Some may be awkwardly placed or grow large enough to start putting pressure on structures in the testes. In these cases, the patient may need a spermatocelectomy to remove the growth. The procedure may be performed under sedation or full anesthesia, depending on the preference of the patient and the care team. Surgeons make a small cut in the scrotum to access the testes and cut off the growth while preserving the epididymis. Once they’re finished, they place several absorbable sutures to close the incision.

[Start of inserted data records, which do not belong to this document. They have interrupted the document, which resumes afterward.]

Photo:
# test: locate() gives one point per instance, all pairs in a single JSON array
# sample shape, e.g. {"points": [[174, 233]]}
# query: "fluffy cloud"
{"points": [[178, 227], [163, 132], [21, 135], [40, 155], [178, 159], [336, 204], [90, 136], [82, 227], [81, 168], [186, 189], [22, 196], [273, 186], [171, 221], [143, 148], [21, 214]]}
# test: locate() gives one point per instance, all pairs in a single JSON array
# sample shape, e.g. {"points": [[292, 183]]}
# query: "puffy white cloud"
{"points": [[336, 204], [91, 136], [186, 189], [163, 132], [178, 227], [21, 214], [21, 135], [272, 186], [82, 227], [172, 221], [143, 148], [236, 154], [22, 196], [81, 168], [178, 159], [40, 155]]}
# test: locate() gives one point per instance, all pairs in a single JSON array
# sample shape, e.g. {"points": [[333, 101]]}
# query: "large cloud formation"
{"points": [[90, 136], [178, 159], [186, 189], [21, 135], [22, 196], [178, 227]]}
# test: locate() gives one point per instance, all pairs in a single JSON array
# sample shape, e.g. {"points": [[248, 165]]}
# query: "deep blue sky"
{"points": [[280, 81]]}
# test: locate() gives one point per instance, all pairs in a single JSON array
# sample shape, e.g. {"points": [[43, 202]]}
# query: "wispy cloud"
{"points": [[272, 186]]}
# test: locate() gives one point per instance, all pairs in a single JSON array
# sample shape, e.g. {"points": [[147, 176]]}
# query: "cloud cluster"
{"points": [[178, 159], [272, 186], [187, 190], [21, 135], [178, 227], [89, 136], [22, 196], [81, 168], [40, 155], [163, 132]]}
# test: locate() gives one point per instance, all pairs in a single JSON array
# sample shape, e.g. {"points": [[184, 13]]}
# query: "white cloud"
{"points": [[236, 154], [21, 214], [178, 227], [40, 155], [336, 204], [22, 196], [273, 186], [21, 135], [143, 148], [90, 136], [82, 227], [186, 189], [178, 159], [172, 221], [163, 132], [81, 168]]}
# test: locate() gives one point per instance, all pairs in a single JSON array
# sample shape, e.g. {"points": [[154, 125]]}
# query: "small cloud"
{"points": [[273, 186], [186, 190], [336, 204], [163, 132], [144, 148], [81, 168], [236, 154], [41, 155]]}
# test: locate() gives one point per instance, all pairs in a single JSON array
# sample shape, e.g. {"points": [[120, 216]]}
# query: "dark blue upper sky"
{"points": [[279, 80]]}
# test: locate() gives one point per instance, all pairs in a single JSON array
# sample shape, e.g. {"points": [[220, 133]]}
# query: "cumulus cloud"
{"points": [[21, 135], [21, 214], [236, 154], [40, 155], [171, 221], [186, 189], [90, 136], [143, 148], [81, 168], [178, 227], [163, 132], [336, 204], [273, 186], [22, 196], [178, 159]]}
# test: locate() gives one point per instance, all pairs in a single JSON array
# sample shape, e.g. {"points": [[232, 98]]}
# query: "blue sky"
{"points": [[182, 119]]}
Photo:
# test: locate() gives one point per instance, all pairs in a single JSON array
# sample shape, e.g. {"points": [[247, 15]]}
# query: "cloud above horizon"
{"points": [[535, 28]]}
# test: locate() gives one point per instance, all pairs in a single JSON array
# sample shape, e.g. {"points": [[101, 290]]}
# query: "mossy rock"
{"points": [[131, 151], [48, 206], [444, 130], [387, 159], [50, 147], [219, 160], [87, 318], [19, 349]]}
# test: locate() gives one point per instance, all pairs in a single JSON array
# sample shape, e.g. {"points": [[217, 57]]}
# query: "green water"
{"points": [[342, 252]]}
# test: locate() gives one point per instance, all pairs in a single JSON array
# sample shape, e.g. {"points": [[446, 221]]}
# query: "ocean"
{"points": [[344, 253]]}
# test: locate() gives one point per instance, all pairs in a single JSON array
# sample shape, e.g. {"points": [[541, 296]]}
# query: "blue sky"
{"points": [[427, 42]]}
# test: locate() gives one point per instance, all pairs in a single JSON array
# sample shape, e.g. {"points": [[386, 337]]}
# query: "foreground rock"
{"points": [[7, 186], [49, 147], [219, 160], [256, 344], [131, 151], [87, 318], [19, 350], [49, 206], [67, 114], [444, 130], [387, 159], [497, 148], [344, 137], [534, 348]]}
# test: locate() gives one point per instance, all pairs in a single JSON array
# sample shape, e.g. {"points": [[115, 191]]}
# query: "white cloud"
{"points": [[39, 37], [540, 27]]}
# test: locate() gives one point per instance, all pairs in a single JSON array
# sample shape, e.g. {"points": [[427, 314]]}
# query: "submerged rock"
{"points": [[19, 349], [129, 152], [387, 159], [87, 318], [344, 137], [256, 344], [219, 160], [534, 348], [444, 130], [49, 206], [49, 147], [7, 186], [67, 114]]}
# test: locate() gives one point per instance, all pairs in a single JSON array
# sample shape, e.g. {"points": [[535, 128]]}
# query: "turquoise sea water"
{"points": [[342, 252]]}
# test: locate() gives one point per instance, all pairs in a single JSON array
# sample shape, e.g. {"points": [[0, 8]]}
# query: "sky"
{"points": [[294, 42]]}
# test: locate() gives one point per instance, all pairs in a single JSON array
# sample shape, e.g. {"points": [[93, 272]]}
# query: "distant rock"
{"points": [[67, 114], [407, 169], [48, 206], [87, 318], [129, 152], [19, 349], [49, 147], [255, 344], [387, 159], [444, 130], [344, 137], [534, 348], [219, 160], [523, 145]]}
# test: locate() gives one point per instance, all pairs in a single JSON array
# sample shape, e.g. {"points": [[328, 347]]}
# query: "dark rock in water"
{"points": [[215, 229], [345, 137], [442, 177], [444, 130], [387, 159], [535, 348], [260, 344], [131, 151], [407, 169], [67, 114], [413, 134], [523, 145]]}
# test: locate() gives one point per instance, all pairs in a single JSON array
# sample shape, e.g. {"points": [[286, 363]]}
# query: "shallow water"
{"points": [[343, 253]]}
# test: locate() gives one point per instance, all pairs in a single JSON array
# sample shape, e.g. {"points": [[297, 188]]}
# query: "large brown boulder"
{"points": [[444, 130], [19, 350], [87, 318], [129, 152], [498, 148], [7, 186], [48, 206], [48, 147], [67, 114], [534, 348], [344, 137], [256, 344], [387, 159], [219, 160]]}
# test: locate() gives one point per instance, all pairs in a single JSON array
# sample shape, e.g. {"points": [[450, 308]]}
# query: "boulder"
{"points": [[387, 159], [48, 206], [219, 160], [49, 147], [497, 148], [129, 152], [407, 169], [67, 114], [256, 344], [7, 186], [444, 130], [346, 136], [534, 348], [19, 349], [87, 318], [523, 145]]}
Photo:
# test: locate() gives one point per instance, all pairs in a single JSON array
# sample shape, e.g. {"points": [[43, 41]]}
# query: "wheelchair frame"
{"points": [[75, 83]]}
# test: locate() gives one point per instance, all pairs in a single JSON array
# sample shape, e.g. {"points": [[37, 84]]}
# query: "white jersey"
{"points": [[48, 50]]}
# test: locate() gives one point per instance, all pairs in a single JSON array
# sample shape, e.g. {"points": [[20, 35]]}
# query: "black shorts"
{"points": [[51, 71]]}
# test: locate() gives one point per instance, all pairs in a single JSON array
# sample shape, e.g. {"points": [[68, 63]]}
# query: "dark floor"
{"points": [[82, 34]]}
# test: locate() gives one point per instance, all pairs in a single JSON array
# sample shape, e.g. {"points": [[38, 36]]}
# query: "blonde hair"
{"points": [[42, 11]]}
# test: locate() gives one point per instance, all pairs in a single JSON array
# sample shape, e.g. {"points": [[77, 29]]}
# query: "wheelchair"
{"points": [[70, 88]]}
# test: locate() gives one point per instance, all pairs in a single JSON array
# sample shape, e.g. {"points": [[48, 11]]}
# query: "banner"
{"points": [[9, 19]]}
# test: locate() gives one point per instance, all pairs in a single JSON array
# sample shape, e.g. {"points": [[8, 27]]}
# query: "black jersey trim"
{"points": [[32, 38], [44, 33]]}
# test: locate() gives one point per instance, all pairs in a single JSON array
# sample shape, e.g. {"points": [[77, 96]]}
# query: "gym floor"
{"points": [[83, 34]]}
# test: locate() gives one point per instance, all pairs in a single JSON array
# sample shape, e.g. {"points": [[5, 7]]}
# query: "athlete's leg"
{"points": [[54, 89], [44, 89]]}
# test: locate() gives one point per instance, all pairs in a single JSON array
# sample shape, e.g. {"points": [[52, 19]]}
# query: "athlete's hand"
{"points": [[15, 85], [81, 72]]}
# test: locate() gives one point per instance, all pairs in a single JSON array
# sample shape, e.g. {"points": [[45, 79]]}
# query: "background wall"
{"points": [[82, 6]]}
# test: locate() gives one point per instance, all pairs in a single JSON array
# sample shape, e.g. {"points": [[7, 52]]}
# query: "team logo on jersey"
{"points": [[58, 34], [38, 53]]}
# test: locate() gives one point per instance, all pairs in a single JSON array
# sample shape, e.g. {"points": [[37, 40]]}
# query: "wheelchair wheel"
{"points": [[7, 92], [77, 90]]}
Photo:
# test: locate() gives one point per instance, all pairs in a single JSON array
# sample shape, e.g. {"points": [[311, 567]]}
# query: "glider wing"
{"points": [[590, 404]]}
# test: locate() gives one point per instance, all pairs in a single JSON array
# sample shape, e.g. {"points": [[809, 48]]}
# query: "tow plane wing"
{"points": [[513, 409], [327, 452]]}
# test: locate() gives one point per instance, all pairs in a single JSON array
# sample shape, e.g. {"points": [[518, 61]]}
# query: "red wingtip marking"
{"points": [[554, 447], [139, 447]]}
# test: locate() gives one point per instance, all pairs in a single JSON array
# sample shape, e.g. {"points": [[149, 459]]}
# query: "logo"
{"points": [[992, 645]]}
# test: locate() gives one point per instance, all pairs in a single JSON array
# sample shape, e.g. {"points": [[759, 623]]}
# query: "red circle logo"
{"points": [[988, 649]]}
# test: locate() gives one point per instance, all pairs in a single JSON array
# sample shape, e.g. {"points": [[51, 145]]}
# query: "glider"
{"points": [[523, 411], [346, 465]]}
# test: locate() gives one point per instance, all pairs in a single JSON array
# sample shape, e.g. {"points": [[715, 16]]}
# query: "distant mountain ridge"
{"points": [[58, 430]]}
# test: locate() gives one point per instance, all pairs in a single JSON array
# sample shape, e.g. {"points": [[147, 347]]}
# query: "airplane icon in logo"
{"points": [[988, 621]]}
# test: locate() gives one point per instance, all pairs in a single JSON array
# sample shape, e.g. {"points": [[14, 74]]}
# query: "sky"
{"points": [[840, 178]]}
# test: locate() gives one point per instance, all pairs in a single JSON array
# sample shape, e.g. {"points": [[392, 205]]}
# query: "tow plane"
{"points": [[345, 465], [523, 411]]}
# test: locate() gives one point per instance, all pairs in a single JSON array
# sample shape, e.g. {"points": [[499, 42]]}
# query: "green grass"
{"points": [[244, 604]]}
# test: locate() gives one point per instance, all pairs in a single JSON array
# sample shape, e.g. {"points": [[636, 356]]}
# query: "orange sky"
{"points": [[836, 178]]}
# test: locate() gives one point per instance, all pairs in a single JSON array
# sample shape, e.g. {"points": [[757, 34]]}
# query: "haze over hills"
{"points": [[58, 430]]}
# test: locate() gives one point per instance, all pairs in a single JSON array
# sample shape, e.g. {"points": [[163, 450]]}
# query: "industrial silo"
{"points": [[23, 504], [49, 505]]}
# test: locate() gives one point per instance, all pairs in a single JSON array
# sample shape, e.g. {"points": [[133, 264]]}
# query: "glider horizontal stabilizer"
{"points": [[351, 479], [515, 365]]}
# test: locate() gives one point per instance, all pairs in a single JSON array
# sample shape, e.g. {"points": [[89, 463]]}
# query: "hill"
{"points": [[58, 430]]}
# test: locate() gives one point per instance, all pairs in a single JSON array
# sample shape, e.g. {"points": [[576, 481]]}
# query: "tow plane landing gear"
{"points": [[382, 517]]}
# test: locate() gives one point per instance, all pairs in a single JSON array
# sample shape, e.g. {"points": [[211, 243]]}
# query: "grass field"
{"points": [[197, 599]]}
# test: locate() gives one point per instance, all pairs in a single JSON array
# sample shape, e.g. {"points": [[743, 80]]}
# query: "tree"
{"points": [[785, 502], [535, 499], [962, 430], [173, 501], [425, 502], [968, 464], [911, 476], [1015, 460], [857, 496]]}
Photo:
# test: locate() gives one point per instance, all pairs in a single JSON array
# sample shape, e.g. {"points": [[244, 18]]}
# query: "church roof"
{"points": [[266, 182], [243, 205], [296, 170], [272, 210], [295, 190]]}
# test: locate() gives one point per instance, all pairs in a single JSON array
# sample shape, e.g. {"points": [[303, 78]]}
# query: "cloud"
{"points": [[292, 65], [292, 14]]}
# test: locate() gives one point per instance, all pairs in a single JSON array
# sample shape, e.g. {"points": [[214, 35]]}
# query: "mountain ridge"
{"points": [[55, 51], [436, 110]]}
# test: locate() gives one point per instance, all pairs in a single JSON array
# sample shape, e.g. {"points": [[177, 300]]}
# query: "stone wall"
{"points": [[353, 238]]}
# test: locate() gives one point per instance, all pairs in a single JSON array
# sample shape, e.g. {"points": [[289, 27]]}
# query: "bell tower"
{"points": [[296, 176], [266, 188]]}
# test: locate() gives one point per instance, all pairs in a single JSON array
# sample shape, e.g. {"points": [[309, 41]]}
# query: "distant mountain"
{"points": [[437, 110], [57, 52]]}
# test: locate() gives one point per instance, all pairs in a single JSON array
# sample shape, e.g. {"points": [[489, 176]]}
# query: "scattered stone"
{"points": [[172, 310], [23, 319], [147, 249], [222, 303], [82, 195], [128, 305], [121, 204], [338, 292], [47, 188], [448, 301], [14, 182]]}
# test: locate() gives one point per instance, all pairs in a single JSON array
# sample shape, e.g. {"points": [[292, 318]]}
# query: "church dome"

One potential complication of the spermatocelectomy is that the surgeon may nick the epididymis or have trouble getting the growth out without damaging this structure. This can create future fertility problems. Infections can also occur, especially if the patient doesn’t comply with prophylactic antibiotic therapy or fails to keep the site clean and dry as directed. Some patients can experience bad reactions to anesthetics and sedatives used during the spermatocelectomy; going over medical history to check for any contraindications like a history of problems with anesthesia is a good idea.
Another risk of spermatocelectomy is that the growth can develop again after the surgery, which means patients need to be watchful with self-examinations. A new growth may take weeks or months to appear, and can vary in size and placement. Surgeons have difficulty preventing or predicting recurrence because the cause is not fully understood. Patients can ask about a doctor’s success rate to see how many patients experienced problems with repeat growths, in case the surgeon’s technique is a factor in whether spermatoceles form again after surgical treatment.